In April this year, a study was published in the Journal of Pediatric Gastroenterology and Nutrition, which further confirmed that children infected with hepatitis B virus are not necessarily in an immune tolerance period, that is, the body and hepatitis B virus maintain “peaceful coexistence.” in this way.
Talking about the urgency of new drugs for hepatitis B, children can see hepatitis and fibrosis, targeting the entire viral replication cycle
This trial was jointly completed by 12 medical researchers in this field. The subject was liver histology in the United States and Canada to treat chronic hepatitis B in infants. The main purpose of the study is to understand that chronic hepatitis B virus infection is the main cause of its morbidity and mortality. The study conducted liver histology examinations in children with chronic hepatitis B virus infection in the United States and Canada. A total of 134 participants were involved in the study. The subjects were simple fibrosis histology scores, liver biopsies, and other laboratory correlation analyses for children with chronic hepatitis B infection.
It was found that 51% of the 134 cases were male, 60% were patients with vertically transmitted infections, and 69% of liver biopsies were chronic hepatitis B with positive e antigen. In addition, their HBV-DNA was generally high, and the average level of serum alanine aminotransferase was also very high. 38% of the subjects had mild portal vein inflammation, and 62% of the subjects had mild portal vein inflammation. 18% had no fibrosis, 59% found portal vein dilation without bridging fibrosis, 19% had bridging fibrosis, and 4% had cirrhosis.

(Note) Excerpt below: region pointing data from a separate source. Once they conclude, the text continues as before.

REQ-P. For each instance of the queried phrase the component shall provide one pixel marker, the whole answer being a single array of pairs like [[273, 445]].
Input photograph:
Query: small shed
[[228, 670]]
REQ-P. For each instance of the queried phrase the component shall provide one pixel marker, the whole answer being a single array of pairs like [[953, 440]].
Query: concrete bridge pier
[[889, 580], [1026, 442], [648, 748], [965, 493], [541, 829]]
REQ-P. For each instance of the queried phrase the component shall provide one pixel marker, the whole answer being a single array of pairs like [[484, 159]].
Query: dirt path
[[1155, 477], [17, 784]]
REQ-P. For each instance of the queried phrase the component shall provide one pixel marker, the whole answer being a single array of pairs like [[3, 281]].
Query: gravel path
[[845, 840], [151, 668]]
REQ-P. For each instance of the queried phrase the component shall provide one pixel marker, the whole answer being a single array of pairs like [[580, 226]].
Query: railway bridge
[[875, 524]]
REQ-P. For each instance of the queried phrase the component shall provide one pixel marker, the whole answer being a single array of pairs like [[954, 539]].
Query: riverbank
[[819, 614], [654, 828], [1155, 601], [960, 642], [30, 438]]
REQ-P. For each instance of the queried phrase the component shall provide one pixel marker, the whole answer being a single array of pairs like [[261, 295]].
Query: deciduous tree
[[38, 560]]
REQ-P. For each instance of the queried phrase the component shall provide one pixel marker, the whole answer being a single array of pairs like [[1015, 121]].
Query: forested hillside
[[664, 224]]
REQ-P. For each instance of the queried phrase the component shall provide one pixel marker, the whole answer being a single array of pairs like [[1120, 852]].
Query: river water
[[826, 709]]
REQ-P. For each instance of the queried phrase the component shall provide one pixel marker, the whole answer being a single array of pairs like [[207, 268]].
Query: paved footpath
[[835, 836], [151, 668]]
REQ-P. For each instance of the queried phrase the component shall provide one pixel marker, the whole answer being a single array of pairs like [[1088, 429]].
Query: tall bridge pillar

In the standard of antiviral treatment, the level of alanine aminotransferase that is more concerned in liver disease clinicians or new drug development trials is also the focus of this research. Studies have noted that changes in alanine aminotransferase have a significant positive correlation with liver inflammation and liver fibrosis. In the antiviral standards mentioned in the “Guidelines for the Prevention and Treatment of Chronic Hepatitis B”, the duration of infection, age, and HBV-DNA levels are not directly related to liver fibrosis.
Fibrosis-4 is not related to the degree of liver fibrosis in the subjects, but it is related to liver inflammation. Aspartate aminotransferase / platelet ratio index is related to liver inflammation and liver fibrosis. Therefore, a study of 134 children with chronic hepatitis B infection in the United States and Canada concluded that hepatitis B infection may lead to significant liver inflammation and hepatic fibrosis in children, reflecting the key indicators of liver inflammation and fibrosis, and remains the guide Mentioned serum alanine aminotransferase.
Xiaofan Health is based on this study published in the Foreign Medical Journal of Pediatric Gastroenterology and Nutrition in April this year. Overall, the 2019 version of the “Chronic Hepatitis B Prevention and Treatment Guidelines” is appropriate to expand the indications. The main reason is that children are chronically infected. Hepatitis B virus may also cause obvious inflammation of the liver, and even a certain degree of fibrosis. In our country, there are two main types of viral hepatitis, hepatitis B and C.
Xiaofan Health Conclusion: The development of innovative drugs for hepatitis B has become an urgent global demand. Not only the children with chronic hepatitis B indicated in the above study also have liver inflammation and fibrosis, but the aging of hepatitis B should also attract attention from all walks of life in the society Conduct research and development of innovative drugs for hepatitis B. Hepatitis B virus enters the human body through multiple steps, and most antiviral drugs are currently targeted at these different steps.
After entering the human body, the virus enters the liver cells by attaching to the liver cells, and then is released from the liver cells into the blood. The cccDNA of hepatitis B virus template is a medical difficulty. CccDNA mainly exists in the liver cell nucleus. As the initial replication template of the virus, most antiviral drugs cannot work on it. The new hepatitis B drug targets all viral replication cycles based on coverage, which also includes the formation of cccDNA, which provides a broader combination of drug regimens for improving functional cure.